Sì lo so che una signora non dovrebbe esprimersi così ma quando ci vuole ci vuole. E lui mi aveva esasperato.

Riaccarezzai l’idea di cosa avrei fatto quando finalmente il lockdown fosse terminato. Cercavo suggestioni positive che mi disintossicassero da certe visioni cupe del mio futuro e mi vedevo a passeggiare tra gli alberi o sul lungomare in una giornata di sole. Guardai fuori dalla finestra, il sole c’era. Se ne stava al suo posto nel cielo, indifferente. Pregustai anche una bella spaghettata di cozze, in un ristorantino tutto bianco, sulla costa, che avevo scoperto l’estate prima. Mi sembrò addirittura meraviglioso, poter finalmente abbracciare qualcuno, stringergli la mano ed entrare insieme in un bar per un caffè.

Ecco, cosa mi aveva fatto quel maledetto agente patogeno, aveva cancellato tutte le iperbole della mia esistenza, ridimensionato le mie prospettive sul mondo globale riportandomi all’essenziale, alla basicità dell’essere, ai desideri minimi, alle necessità primarie.

Mi disinfettai le mani con l’alcool, avevo appena ritirato un pacco dal corriere, ormai non si firma più alcuna ricevuta. L’avevo aperto e avevo gettato l’involucro accartocciato in un grosso sacco nero.

Montai i vari pezzi e finalmente posizionai la mia cyclette nuova sul terrazzo, dove il gelsomino si era inerpicato tra le maglie della rete sul muro della casa. Cominciava a fiorire, anche lui indifferente alle mie ambasce. Da poco avevo piantato i gerani, li avevo trovati in un negozio di frutta e verdura, insieme alle piantine di salvia, menta e basilico, e avevo anche aperto l’ombrellone, cominciava a far caldo.

Mi spalmai un po’di crema solare e, in canottiera e pantaloncini, salii sulla cyclette.Davanti a me, oltre i tetti bassi delle case, la campagna. L’aria era pulita e leggera, come non mai. Cominciai a pedalare, macinando chilometri stanziali mentre la mente correva su strade di ricordi agrodolci, errava per terre dimenticate e come un vagabondo ritornava sui suoi passi “alla ricerca del tempo perduto”.

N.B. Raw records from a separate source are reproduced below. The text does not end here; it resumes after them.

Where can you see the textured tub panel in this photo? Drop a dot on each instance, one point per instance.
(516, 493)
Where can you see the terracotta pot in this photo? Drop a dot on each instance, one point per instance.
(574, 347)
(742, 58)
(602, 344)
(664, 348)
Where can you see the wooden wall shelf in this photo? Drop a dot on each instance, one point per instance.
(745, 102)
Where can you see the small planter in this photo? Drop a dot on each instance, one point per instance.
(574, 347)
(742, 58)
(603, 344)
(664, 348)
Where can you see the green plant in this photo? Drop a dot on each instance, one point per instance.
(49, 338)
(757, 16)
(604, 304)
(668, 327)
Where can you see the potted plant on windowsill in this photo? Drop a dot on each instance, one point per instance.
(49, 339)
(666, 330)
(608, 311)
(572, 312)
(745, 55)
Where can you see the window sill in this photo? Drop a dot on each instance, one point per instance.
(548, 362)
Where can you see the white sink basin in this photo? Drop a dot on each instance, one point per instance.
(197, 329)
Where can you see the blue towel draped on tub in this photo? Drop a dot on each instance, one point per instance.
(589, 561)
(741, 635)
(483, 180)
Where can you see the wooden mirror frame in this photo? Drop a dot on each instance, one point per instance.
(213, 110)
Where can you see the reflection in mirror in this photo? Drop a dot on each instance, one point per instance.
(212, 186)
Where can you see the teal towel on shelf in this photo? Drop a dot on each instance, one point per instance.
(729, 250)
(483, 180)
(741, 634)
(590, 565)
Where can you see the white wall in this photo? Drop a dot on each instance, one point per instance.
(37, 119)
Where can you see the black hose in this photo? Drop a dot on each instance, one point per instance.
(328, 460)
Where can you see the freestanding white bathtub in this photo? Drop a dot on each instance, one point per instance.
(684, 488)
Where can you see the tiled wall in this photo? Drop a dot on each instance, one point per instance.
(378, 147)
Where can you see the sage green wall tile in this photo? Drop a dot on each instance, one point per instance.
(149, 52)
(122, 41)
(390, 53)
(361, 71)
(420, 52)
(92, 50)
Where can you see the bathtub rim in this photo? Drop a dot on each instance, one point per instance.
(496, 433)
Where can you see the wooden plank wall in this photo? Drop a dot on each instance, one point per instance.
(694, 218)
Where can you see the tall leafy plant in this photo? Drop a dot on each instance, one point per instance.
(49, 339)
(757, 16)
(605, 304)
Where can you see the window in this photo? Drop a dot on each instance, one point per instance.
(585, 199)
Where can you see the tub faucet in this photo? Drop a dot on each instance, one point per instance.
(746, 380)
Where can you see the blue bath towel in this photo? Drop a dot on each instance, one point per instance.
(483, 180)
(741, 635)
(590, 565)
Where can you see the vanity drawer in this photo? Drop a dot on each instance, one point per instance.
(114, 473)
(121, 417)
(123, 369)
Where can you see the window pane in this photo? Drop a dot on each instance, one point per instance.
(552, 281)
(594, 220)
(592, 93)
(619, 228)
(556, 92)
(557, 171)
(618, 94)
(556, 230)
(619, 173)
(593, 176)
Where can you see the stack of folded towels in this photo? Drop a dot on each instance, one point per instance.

Lui era sempre lì, invisibile ma presente, nascosto in un respiro o trattenuto tra le ciglia come una lacrima, adagiato su un sorriso o sospeso tra le dita, pronto a spiccare il volo.

Ma ormai non avrebbe potuto più cogliermi alla sprovvista. Feci la doccia, mi vestii, mi truccai e indossai la mascherina faidate confezionata con un tessuto giallo come un campo di grano su cui pois di un rosso intenso spiccavano come papaveri. Era iniziata la fase due.

Uscii a fare una passeggiata. Era il 4 maggio. E sotto la mascherina, spuntò un sorriso.